Humor is an elusive animal. It can be hard to find the right delivery or the right punchline. You can kill it if you think too hard about what's funny or if you have to explain too much to get the laugh. And conversely, laughter can multiply to the point of hysteria if the jokes and humor get going at just the right pace.
My sense of humor is pretty firmly rooted in the second grade classroom. Sorry, I spent many years amongst 7 and 8 year old for whom humor is their favorite language. The simplicity of their jokes and logic are unparalleled, pottymouth aside. The sheer pleasure kids get from being funny and making others laugh has a lesson for us. They are unself-conscious and just keep things rolling. In my classroom, the kids knew if a chuckle quickened into giggles, they could throw out something classic and my sides would heave with the best of the best of them. It still works.
What goes Ha-Ha-Plop?
Someone laughing their head off.
Where did George Washington hid his armies?
Up his sleevies.
And yet, if you anticipate a laugh too much, it can be extinguished. The simple joke falls flat. The sophisticate thinks you sound stupid for uttering it.

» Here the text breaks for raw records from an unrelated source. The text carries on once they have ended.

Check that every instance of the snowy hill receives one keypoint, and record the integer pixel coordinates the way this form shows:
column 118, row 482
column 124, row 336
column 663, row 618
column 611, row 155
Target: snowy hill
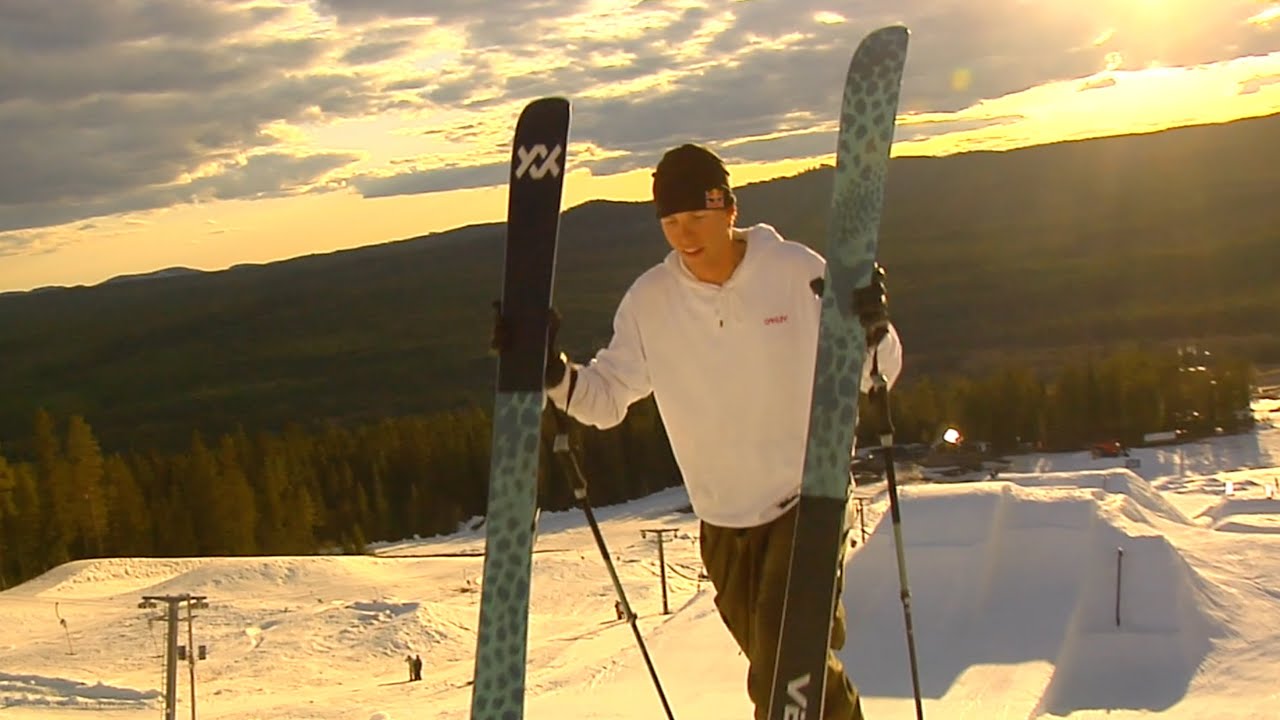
column 1014, row 588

But, if you manage to pull off some surprise, a good lilt of the voice and rise of the eyebrow, the prize will come to you.
The Book Club Play is a comedy, and the lines run quickly and depend on the delivery to rile the audience. It is not a play of jokes and smart retorts, and yet I find it extremely funny. I laughed outloud when I read the script at home, and I continue to chuckle throughout this process. At rehearsal, I have been watching how the actors play with intonation, speed, pauses, choreography, and small shifts of movement in order to get the right audience reaction to their hijinx and human foibles. The tarzan yell has been played silly, robust, sexual, playful and all of the above at once, each time with different effect. Physical humor like falling off a couch and throwing pillows occurs several times, by different characters in different ways: a big gesture or small roll, wicked fast throw or playful flip. Some lines come fast and funny, spoken right through the intended laughter. At other points, actors hold and let the guffaws rise and fall.
But there is no audience! I find it amazing that they can rehearse a comedy with no one laughing in the room. It's like my second grader running through his jokes alone. That's not fun. We are at the halfway mark of the rehearsal period. Twelve down and 12 to go before an audience arrives. The first full run-through occurred this Sunday. I watched from the sidelines and couldn't help chuckling, although I felt almost embarrassed to be doing so. The rehearsal room is intentionally quiet except for the actors. But you are supposed to laugh during this play!
I found myself laughing most often as the character Ana spoke. This surprised me. She's not at all the "funny" character in the show. She's quite serious, unbelievably neurotic about her Book Club and her friends, and more and more high-strung as the play goes on. In fact, by Act II, my laughter at her lines felt far more uncomfortable than humor should. How can I be laughing? The tension builds in the book club meetings, emotions between friends run high, and then, boom, some little thing gets said. It's ha-ha-plop. A laugh rushes out of me, involuntarily almost. I have to release the emotion. I am so tied to the characters. I hate spoilers so I'm not going to give examples, but it's fabulous how closely entwined deep emotion and humor are. It's also fabulous how these actors can be super serious and then whip out a doozy.
There are certainly lighter, humorous scenes. For instance, the pundits who appear in between scenes are charicatures of experts used by the documentary maker, and they are played by the cast members doubling their roles. It is great fun to see how the actors do a far different character - reserved, intellectual Will one moment, and Secret Service agent full of bravado the next, and unfocused, carefree Jen moves to the edge of the stage and with scarf and big eyeglasses becomes a smug, middle-aged literary agent. Very comedic performances, and again, I hate spoilers so I won't say more.
Opening night and the following weeks of performances will undoubtedly bring the humor to a new level. For one, there will be an audience!